Outre cela, je n’avais pas moins de cinq différents vêtements du matin, de façon à n’avoir jamais besoin de paraître deux fois de suite avec la même toilette. Il y ajouta plusieurs pièces de toile fine et de dentelle, tellement que je n’avais plus la possibilité d’en demander davantage, et que même je n’en aurais pas demandé tant.

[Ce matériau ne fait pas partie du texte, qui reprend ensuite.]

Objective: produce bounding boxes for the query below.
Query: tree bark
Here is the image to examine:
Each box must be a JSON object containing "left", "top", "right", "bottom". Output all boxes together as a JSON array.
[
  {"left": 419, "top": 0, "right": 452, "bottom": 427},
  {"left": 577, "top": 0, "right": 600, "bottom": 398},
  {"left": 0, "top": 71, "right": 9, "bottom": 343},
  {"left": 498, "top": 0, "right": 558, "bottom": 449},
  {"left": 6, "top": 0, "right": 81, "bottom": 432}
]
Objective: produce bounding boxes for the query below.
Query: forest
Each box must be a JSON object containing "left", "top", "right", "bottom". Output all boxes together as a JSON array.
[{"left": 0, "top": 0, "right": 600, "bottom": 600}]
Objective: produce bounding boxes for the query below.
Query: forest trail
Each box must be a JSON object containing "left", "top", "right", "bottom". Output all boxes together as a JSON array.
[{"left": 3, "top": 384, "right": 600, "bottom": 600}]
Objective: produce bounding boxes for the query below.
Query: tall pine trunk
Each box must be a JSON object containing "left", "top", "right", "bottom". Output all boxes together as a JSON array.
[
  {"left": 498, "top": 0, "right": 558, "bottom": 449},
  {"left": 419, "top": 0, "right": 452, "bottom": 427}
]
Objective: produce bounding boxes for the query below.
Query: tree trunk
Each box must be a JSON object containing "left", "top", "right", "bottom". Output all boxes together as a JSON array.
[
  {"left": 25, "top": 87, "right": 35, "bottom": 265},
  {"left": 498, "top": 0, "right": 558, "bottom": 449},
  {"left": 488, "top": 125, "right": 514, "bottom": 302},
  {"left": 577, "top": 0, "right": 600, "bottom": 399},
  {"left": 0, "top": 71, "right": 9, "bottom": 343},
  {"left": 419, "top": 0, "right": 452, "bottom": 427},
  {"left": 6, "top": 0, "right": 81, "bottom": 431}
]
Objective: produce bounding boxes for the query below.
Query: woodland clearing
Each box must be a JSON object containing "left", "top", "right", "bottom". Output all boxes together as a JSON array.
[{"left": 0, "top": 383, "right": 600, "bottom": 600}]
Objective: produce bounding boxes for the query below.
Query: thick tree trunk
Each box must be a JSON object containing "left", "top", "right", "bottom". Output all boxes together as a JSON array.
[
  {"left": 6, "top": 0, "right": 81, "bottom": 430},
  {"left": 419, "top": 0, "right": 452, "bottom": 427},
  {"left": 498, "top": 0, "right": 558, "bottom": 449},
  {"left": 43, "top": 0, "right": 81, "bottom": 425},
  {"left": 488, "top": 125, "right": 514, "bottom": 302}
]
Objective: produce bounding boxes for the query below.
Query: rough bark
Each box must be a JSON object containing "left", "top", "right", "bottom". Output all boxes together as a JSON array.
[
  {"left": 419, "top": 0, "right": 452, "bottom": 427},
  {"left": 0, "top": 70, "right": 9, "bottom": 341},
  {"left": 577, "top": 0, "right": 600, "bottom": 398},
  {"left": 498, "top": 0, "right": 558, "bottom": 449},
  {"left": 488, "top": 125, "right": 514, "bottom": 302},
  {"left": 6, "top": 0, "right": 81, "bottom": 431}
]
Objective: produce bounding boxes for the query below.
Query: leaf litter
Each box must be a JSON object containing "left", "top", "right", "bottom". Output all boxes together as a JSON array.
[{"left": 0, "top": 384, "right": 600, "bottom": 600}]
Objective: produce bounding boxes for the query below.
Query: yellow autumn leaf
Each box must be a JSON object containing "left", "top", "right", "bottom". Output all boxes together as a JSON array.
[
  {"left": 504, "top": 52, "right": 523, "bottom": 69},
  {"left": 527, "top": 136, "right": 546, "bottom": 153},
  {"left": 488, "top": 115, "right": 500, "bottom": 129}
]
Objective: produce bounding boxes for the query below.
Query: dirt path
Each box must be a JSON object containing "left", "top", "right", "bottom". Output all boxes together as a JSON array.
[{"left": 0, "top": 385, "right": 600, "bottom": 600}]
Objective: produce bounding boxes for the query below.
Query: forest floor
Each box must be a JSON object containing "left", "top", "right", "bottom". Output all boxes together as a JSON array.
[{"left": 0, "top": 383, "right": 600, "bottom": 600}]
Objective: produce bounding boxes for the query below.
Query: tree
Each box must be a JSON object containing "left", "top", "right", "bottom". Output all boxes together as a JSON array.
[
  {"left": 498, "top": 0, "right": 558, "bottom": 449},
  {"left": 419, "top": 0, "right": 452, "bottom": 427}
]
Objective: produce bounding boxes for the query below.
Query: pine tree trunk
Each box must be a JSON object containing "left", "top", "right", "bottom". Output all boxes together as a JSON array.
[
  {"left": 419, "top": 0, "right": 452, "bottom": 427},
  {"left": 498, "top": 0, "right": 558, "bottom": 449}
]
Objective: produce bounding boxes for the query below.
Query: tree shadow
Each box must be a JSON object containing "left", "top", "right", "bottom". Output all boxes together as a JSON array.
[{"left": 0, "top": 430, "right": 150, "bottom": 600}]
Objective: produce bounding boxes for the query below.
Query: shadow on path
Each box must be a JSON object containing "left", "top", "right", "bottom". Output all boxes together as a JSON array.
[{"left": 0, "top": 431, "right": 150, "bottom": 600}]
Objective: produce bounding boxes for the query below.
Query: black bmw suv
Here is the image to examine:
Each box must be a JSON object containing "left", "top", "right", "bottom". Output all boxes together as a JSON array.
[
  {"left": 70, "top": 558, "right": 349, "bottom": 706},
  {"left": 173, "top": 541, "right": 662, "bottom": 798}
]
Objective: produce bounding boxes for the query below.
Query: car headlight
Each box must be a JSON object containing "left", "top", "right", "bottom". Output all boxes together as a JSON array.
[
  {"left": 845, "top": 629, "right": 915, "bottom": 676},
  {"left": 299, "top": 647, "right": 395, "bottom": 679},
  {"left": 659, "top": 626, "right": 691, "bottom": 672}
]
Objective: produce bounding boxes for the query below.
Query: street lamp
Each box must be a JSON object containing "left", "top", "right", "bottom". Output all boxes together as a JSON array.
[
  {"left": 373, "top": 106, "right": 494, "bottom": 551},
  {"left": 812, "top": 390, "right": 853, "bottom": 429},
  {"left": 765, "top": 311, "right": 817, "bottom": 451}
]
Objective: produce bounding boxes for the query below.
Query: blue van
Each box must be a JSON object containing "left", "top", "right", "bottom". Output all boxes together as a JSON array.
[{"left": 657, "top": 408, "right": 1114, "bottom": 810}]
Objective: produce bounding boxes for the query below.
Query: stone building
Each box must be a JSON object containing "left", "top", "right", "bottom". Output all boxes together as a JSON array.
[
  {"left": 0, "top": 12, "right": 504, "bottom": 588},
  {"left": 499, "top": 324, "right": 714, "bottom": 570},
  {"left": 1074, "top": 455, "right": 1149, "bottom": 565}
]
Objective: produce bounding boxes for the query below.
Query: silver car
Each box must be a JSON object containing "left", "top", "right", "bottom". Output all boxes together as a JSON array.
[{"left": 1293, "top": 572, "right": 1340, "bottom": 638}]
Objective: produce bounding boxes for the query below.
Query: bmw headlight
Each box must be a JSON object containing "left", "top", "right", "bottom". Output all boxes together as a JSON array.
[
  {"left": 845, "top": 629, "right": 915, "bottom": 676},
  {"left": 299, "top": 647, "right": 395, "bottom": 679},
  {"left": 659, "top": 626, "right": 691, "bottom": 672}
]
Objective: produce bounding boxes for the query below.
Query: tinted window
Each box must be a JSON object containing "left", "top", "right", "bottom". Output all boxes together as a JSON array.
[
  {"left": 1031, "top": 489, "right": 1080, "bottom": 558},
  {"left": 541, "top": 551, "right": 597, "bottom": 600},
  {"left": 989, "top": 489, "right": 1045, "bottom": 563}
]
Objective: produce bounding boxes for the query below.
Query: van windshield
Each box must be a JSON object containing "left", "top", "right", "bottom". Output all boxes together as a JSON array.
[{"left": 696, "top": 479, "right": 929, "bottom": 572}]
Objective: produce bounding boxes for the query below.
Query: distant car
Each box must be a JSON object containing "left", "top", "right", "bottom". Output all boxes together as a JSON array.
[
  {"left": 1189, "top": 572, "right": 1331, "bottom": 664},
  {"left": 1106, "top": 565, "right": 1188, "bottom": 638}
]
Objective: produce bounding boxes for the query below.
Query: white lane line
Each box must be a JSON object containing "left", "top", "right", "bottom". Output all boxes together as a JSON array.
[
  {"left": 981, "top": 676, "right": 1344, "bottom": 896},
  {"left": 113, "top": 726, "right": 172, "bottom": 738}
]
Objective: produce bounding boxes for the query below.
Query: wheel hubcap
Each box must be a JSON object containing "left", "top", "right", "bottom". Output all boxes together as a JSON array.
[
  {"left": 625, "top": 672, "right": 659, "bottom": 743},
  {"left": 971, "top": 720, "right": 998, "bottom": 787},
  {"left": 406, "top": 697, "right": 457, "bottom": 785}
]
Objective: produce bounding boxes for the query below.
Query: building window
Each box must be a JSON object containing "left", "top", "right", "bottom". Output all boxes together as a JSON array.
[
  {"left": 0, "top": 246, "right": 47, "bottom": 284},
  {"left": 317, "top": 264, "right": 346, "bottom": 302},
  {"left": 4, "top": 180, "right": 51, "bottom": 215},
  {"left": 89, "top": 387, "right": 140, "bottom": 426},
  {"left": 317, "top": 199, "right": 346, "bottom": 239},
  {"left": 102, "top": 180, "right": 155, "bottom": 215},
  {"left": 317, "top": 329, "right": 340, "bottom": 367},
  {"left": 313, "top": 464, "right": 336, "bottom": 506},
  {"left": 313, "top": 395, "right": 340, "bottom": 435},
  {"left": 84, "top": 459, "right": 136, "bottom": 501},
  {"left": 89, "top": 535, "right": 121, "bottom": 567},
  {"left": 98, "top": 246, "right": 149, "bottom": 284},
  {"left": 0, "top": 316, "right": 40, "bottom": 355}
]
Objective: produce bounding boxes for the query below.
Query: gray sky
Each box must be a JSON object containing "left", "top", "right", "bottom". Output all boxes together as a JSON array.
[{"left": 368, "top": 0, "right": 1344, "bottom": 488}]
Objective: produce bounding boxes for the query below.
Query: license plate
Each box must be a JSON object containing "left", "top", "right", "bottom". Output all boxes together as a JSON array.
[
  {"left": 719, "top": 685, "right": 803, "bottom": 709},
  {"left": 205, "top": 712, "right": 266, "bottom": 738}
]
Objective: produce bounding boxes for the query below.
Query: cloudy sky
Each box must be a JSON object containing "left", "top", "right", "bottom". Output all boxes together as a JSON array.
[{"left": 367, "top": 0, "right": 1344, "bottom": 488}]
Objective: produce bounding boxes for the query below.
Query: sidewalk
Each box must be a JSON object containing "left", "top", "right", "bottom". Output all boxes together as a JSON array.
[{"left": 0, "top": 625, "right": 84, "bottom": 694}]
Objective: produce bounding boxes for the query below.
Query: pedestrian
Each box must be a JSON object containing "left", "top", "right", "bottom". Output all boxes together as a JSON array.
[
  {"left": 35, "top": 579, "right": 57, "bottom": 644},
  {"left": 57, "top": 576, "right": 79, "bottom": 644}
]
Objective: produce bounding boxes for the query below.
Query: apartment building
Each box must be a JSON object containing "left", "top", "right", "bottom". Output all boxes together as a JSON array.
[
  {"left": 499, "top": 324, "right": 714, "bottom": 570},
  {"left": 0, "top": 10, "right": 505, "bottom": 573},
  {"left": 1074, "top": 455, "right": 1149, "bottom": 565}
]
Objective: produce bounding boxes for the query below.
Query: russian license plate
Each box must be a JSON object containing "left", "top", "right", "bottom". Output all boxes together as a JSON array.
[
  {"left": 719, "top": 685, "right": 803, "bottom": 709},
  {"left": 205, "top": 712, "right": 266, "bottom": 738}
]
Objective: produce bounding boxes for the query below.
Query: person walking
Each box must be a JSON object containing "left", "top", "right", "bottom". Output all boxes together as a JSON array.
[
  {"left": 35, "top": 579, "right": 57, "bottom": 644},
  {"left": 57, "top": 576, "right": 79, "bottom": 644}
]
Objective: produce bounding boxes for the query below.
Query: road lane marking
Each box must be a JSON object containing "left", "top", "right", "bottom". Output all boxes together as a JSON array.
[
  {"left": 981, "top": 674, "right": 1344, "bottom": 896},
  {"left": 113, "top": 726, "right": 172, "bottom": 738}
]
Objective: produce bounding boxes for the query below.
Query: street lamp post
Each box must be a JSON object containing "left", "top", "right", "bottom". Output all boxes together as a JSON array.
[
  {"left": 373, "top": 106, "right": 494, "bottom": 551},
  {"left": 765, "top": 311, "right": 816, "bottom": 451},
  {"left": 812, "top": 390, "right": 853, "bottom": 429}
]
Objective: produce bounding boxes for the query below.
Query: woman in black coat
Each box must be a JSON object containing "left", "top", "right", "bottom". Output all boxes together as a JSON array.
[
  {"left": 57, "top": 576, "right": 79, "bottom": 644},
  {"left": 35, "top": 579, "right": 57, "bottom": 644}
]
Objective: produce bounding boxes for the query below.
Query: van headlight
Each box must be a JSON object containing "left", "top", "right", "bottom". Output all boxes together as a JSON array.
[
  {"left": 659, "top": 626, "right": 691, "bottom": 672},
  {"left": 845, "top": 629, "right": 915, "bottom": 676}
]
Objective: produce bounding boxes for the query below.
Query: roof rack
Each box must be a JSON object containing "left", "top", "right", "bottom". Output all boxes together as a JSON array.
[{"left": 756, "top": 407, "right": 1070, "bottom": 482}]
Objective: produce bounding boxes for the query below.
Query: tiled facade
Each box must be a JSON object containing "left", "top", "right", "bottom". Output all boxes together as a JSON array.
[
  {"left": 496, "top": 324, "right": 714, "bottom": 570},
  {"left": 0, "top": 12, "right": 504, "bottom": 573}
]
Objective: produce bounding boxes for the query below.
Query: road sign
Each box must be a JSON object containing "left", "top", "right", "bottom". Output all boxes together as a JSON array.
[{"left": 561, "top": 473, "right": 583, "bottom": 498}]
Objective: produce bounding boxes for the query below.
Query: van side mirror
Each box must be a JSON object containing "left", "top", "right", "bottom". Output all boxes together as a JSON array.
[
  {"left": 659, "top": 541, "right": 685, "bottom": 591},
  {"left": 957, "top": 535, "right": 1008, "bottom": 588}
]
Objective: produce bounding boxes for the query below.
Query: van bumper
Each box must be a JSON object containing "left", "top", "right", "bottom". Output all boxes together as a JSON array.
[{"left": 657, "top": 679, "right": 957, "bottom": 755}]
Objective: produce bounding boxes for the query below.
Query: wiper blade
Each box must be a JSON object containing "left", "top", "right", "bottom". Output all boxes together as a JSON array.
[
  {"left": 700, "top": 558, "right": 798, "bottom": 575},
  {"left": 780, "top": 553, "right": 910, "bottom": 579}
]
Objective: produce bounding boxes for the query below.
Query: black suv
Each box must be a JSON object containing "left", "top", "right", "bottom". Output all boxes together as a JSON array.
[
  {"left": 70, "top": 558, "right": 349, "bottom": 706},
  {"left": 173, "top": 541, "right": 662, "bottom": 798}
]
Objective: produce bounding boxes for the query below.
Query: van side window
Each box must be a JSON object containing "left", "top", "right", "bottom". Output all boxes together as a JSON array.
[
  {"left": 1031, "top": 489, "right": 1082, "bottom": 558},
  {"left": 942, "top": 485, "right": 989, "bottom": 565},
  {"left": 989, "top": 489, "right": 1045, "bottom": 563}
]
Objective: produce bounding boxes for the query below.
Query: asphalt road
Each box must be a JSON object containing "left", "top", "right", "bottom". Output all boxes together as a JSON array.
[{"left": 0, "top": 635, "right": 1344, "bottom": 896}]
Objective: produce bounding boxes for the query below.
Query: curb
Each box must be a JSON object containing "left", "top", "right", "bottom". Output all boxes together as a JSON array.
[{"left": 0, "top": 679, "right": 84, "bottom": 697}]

Une fois, je pris la liberté, dans nos épanchements, de lui dire qu’il était trop généreux, que j’étais une maîtresse trop onéreuse, et que je serais sa fidèle servante à moindres frais ; que non seulement il ne me laissait aucune occasion de lui demander rien, mais qu’il me fournissait d’une telle profusion de bonnes choses que je pouvais à peine les porter ou m’en servir, à moins de tenir grand équipage, ce qu’il savait n’être en aucune façon convenable ni pour lui ni pour moi. Il sourit, me prit dans ses bras, et me dit qu’il voulait, tant que je serais à lui, que je n’eusse pas la possibilité de lui faire une demande, mais que lui me demanderait chaque jour de nouvelles faveurs.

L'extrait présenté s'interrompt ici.